Question

The chord of the parabola $y=-a^2{x}^2+5ax-4$ touches the curve $y=\frac{1}{1-x}$ at the point $x=2$ and is bisected by that point. Find ${}^{\prime }{a}^{\prime }$.

Answer 1

Solution:-

$y=-a^2{x}^2+5ax-4$

$y=\frac{1}{1-x}$

Substituting $x=2$, we have

$y=\frac{1}{1-2}=-1$

Hence point of tangency is $(2,-1)$

$y=\frac{1}{1-x}$

Differentiating above equation w.r.t. $x$, we have

$\frac{dy}{dx}=-\frac{1}{{(1-x)}^2}\times (-1)=\frac{1}{{(1-x)}^2}$

At point of tangency, i.e., $(2,-1)$

$\frac{dy}{dx}=\frac{1}{{(1-2)}^2}=1$

$\therefore$ Equation of tangent is $[(y-y_1)=m(x-x_1)]$-

$y-(-1)=1(x-2)$

$\Rightarrow y-x+3=0.....\left(1\right)$

Now,

$y=-a^2{x}^2+5ax-4$

$\Rightarrow a^2{x}^2-5ax-y+4=0$

We know that equation of chord having mid point $(x_1,y_1)$ is-

$T=S_1$

$a^{2}x{x}_1-5a\left(\frac{x+x_1}{2}\right)+\left(\frac{y+y_1}{2}\right)+4=a^2{x_1}^2-5a{x}_1+y_1+4$

$a^{2}x{x}_1-5a\left(\frac{x+x_1}{2}\right)+\left(\frac{y+y_1}{2}\right)=a^2{x_1}^2-5a{x}_1+y_1$

Substituting $(x_1,y_1)=(2,-1)$ as the chord is bisected by the same point, we have

$2a^{2}x-5a\left(\frac{x+2}{2}\right)+\left(\frac{y+(-1)}{2}\right)=a^2{2}^2-10a+(-1)$

$2a^{2}x-\frac{5ax}{2}-5a+\frac{y}{2}-\frac{1}{2}=4a^2-10a-1$

$x(2a^2-\frac{5a}{2})+\frac{y}{2}=4a^2-5a-\frac{1}{2}$

$\Rightarrow x(4a^2-5a)+y=8a^2-10a-1.....\left(2\right)$

As equation $\left(1\right)\&\left(2\right)$ represents same line.

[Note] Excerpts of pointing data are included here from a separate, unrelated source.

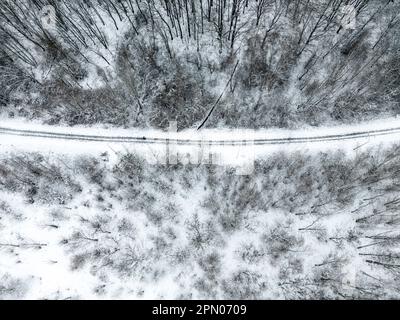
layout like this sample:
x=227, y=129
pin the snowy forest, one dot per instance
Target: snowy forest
x=247, y=63
x=317, y=218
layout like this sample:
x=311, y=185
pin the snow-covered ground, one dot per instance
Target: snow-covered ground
x=238, y=155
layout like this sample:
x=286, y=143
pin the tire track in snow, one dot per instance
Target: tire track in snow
x=181, y=141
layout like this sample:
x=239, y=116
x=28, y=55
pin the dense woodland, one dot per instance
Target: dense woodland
x=206, y=63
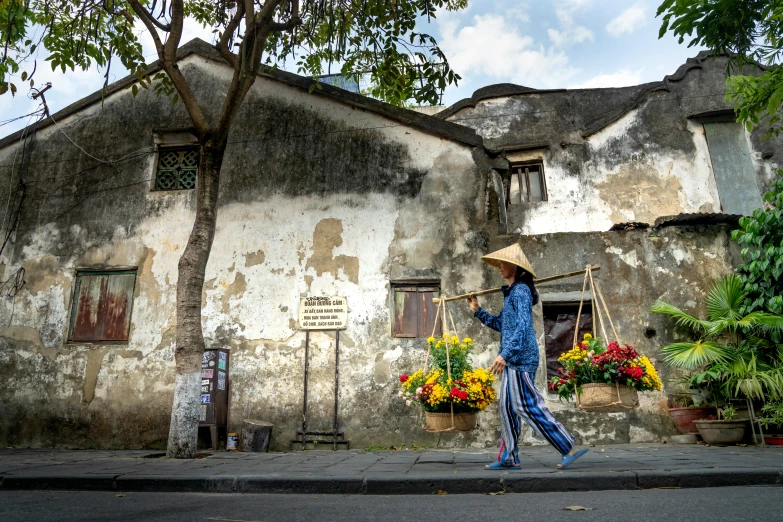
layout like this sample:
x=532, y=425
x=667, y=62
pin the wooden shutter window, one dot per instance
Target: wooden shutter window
x=406, y=312
x=414, y=312
x=526, y=184
x=102, y=306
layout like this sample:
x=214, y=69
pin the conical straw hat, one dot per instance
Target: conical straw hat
x=511, y=254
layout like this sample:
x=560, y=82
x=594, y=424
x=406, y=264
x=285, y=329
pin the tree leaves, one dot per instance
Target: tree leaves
x=761, y=238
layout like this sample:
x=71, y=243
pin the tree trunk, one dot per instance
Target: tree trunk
x=183, y=431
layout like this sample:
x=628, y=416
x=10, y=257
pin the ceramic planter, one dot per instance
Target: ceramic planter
x=683, y=417
x=721, y=432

Therefore equating the corresponding coefficients, we have

coefficient of $x$ in equation $\left(2\right)=$ coefficient of $x$ in equation $\left(1\right)$

$4a^2-5a=-1$

$\Rightarrow 4a^2-5a+1=0$

$4a^2-4a-a+1=0$

$\Rightarrow 4a(a-1)-1(a-1)=0$

$\Rightarrow (4a-1)(a-1)=0$

$\Rightarrow a=\frac{1}{4}\text{or}1$

Hence the required answer is $a=\frac{1}{4}\text{or}1$.